Until the beginning of the 20th century, time was believed to be independent of motion, progressing at a fixed rate in all reference frames; however, later experiments revealed that time slowed down at higher speeds of the reference frame relative to another reference frame (with such slowing called "time dilation" explained in the theory of "special relativity"). Many experiments have confirmed time dilation, such as atomic clocks onboard a Space Shuttle running slower than synchronized Earth-bound inertial clocks and the relativistic decay of muons from cosmic ray showers. The duration of time can therefore vary for various events and various reference frames. When dimensions are understood as mere components of the grid system, rather than physical attributes of space, it is easier to understand the alternate dimensional views as being simply the result of coordinate transformations.

The term spacetime has taken on a generalized meaning beyond treating spacetime events with the normal 3+1 dimensions. It is really the combination of space and time. Other proposed spacetime theories include additional dimensions—normally spatial but there exist some speculative theories that include additional temporal dimensions and even some that include dimensions that are neither temporal nor spatial. How many dimensions are needed to describe the universe is still an open question. Speculative theories such as string theory predict 10 or 26 dimensions (with M-theory predicting 11 dimensions: 10 spatial and 1 temporal), but the existence of more than four dimensions would only appear to make a difference at the subatomic level.

Contents

Spacetime in literature

Incas regarded space and time as a single concept, named pacha (Quechua: pacha, Aymara: pacha).[1][2][3] The peoples of the Andes have kept this understanding until now.[4]

Arthur Schopenhauer wrote in §18 of On the Fourfold Root of the Principle of Sufficient Reason (1813): "...the representation of coexistence is impossible in Time alone; it depends, for its completion, upon the representation of Space; because, in mere Time, all things follow one another, and in mere Space all things are side by side; it is accordingly only by the combination of Time and Space that the representation of coexistence arises."

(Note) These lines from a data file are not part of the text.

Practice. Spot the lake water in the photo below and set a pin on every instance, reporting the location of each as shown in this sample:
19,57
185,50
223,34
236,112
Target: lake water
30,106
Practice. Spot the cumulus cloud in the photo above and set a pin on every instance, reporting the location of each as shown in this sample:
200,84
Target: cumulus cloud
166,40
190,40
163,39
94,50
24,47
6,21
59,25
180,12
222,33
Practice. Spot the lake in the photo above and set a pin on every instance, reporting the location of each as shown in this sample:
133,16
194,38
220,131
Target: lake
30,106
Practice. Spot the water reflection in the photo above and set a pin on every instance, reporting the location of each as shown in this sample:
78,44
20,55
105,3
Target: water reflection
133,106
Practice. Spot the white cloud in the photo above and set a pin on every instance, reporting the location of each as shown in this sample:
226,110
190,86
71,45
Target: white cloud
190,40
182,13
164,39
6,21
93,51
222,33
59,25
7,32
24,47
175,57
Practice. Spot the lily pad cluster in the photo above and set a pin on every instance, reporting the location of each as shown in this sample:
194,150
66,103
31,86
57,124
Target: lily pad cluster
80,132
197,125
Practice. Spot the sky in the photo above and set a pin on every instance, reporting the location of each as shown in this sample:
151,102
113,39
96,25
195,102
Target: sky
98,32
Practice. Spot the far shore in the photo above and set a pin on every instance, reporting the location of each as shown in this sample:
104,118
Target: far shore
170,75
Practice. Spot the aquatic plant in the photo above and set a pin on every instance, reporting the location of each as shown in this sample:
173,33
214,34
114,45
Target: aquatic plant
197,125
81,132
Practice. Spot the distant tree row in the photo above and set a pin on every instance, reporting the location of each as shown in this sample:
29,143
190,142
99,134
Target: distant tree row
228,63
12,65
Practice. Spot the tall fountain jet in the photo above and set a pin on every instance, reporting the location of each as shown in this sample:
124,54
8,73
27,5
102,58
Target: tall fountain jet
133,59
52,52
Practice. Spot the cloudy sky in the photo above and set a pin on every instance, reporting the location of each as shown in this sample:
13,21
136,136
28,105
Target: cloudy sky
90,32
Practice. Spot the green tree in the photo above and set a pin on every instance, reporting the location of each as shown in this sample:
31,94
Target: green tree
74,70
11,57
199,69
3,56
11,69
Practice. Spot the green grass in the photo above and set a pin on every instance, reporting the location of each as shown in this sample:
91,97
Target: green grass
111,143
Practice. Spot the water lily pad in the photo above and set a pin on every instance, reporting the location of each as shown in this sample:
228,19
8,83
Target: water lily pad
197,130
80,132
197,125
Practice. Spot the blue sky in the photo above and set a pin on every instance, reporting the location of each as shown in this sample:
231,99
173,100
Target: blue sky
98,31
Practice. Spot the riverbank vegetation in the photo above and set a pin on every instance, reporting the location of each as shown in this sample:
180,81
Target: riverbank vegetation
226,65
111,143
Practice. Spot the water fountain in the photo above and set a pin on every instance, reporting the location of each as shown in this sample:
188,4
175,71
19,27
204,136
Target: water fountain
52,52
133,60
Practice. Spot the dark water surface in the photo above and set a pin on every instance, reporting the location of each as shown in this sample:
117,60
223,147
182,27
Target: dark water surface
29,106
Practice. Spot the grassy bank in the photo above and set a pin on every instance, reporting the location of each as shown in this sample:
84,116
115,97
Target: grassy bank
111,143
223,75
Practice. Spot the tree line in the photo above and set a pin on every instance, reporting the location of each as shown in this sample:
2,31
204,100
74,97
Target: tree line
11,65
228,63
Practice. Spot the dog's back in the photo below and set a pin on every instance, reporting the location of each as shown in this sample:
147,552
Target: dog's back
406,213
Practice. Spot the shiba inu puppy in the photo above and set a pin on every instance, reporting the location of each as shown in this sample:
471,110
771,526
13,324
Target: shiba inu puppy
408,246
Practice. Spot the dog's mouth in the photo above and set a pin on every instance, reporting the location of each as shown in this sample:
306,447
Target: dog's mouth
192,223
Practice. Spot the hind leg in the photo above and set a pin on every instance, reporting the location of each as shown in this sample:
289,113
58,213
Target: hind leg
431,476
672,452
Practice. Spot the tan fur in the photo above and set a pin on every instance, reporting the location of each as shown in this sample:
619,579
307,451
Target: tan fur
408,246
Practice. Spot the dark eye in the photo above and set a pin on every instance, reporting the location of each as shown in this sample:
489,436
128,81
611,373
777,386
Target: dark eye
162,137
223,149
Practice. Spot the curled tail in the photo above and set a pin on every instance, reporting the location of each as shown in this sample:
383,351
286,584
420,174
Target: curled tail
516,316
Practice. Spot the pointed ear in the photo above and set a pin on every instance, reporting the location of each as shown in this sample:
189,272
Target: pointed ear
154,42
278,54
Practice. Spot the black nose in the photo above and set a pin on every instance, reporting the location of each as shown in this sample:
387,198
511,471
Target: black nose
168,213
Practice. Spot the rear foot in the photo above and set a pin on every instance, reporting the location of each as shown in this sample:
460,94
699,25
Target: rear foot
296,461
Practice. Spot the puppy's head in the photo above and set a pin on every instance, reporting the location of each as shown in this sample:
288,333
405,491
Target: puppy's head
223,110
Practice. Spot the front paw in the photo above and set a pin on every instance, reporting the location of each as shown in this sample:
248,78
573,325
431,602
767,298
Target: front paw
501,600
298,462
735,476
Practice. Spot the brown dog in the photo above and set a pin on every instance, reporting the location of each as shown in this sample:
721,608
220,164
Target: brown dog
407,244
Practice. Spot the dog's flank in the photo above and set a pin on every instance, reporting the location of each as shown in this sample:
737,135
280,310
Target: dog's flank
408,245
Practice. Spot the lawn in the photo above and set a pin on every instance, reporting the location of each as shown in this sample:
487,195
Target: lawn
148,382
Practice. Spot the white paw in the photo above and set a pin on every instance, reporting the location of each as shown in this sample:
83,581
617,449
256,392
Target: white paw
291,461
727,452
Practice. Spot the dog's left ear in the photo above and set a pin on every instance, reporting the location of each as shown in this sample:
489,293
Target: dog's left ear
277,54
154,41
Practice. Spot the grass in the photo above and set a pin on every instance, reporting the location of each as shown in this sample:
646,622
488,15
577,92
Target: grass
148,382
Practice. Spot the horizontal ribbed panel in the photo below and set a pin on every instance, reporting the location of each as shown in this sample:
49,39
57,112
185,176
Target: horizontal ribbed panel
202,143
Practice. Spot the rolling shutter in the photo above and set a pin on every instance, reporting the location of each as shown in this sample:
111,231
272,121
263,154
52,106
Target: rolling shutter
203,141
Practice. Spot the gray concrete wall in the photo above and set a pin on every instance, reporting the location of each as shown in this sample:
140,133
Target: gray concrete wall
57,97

The idea of a unified spacetime is stated by Edgar Allan Poe in his essay on cosmology titled Eureka (1848) that "Space and duration are one." In 1895, in his novel The Time Machine, H.G. Wells wrote, "There is no difference between time and any of the three dimensions of space except that our consciousness moves along it", and that "any real body must have extension in four directions: it must have Length, Breadth, Thickness, and Duration."

Mathematical concept

The first reference to spacetime as a mathematical concept was in 1754 by Jean le Rond d'Alembert in the article Dimension in Encyclopedie. Another early venture was by Joseph Louis Lagrange in his Theory of Analytic Functions (1797, 1813). He said, "One may view mechanics as a geometry of four dimensions, and mechanical analysis as an extension of geometric analysis".[5]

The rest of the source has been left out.